I bet you like the films of Michael Bay

no, i dislike choppy films, takes should be as long as possible so as not to break flow

long take for the sake of it? yes
if it's part of a coherent aesthetic no

I like long takes but as a fan of theater I'm more than a little biased in my preference of live acting.

In the era of cgi long takes are nothing special anymore.

From a film making standpoint they were very difficult to do and gave you a very good sense of scale, space and orientation.

The long take is probably overused now, but in 1957 when Orson Welles did two 6-minute long takes in Touch Of Evil set in this hotel room, it was groundbreaking:

vimeo.com/126302944

Note this is not the overused opening shot with the bomb and the car we all know about- this is a dialogue scene of an interrogation. Look at how the camera moves to accentuate the intimacy and emotional impact of the scene. It's like a play, but cinematic.
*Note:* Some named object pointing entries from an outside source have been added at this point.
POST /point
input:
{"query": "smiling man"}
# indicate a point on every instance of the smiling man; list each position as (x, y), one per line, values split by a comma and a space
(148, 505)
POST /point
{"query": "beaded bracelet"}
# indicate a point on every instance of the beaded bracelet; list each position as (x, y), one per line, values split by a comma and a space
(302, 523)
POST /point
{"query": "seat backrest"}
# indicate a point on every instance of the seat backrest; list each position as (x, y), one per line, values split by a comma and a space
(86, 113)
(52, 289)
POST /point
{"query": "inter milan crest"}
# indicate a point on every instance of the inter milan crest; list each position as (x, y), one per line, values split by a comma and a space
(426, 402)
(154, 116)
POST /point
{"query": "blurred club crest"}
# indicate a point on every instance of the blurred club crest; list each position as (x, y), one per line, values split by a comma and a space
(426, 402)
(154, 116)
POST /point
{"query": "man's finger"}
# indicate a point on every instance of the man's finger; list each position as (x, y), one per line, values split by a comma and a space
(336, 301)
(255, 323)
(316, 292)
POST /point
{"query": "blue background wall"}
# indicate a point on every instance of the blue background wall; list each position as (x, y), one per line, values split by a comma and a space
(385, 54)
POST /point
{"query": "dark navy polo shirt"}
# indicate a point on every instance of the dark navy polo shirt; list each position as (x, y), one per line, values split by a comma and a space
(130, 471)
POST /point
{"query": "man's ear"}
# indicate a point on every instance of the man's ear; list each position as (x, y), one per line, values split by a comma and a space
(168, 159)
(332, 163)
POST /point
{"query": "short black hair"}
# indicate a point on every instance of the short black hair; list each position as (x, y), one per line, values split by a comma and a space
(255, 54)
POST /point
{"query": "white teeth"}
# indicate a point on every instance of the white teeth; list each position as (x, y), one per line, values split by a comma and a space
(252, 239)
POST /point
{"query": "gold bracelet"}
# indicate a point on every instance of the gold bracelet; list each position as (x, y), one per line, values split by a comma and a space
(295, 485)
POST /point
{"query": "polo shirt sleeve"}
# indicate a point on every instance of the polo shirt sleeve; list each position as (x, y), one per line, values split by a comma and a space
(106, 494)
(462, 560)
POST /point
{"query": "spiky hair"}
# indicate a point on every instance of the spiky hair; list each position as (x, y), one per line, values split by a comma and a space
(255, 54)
The Tribe is notable for every scene being done in a single shot. There's 34 of them throughout the 126 minute film, leading to an average shot length of just under 4 minutes. Also, the entire film is in sign language with no subtitles. It's a pretty cool watch.

>groundbraking
>Hitchcock had done an 80 minute movie in 10 takes using a blimped technicolor camera
Touch of Evil is god tier kino, but it's not groundbraking you cheeky cunt

Also, here's Scorsese on how long takes are overused:

>Brian is a great director. Nobody can interpret things visually like he does: telling a story through a lens. Take the scene in The Untouchables where Charles Martin Smith is shot in the elevator.
>Look at that steadycam shot; he's not just moving the camera to show you that we can go longer because we have the steadycam. Francis used to tell me, "Marty, we can start a shot and go up to the Empire State Building and come back down. Anybody can do it. You have to know how to move a camera a little bit, that's all." A lot of people use the steadycam and don't know what they're doing.
>What Brian does with it is tell the story, progressing the story within the shot. That's just one example. Then in Carlito's Way there's a scene entering a night-club and the camera tracks up. It's extraordinary, his visual interpretation. He deals with stories that enable him to do that sort of thing. So when you get a real De Palma picture like Raising Cain or Body Double, you're getting something really unique. He's provocative. He goes, "I'm going to do this again. Hitchcock did it - so what? Who cares? I'm doing it this way." Brian knows. We always talk about that together.


And also John Carpenter:

>I consider Howard Hawks to be the greatest American director. He's the only director I know to have made a great movie in every genre. Critics mention the one-take, moving camera style of Ophuls and Welles but somehow never get around to the amazing one-take opening shot of the original SCARFACE, made in 1932. It's very close to being one of the best shots I've ever seen. I think it's a stunning shot. I love Scarface because it's so modern and so old at the same time.

delet this

They are only good when used in porn

This was a gimmick, an experiment that Hitchcock admitted had failed. Welles' shot was not, it was used for a purpose. There's lots of quick cutting in Welles' film, too.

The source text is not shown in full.